Big House victory for GOP tax plan, but Senate fate unclear

Big House victory for GOP tax plan, but Senate fate unclear

WASHINGTON — Republicans rammed a $1.5 trillion overhaul of business and personal income taxes through the House Thursday, edging toward the code’s biggest rewrite in three decades and the first major legislative triumph for President Donald Trump and the GOP after 10 bumpy months of controlling government.

The mostly party-line 227-205 vote masked more ominous problems in the Senate. There, a similar package received a politically awkward verdict from nonpartisan congressional analysts showing it would eventually produce higher taxes for low- and middle-income earners but deliver deep reductions for those better off.

The Senate bill was approved late Thursday by the Finance Committee and sent to the full Senate on a party-line 14-12 vote. Like the House measure, it would slash the corporate tax rate and reduce personal income tax rates for many.
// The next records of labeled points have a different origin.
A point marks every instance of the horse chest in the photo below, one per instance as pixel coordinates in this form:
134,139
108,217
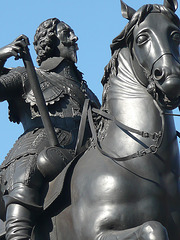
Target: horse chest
120,193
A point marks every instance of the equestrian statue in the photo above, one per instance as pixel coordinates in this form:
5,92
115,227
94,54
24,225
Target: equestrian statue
125,185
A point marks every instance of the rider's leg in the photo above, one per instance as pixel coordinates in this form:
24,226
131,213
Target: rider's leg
19,222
But it adds a key feature not in the House version: repeal of the Affordable Care Act’s requirement that everyone in the U.S. have health insurance. Elimination of the so-called individual mandate would add an estimated $338 billion in revenue over 10 years that the Senate tax-writers used for other tax cuts.

The Senate panel’s vote came at the end of four days of often fierce partisan debate. It turned angrily personal for Chairman Sen. Orrin Hatch, R-Utah, as he railed against Democrats’ accusations that the legislation was crafted to favor big corporations and the wealthy.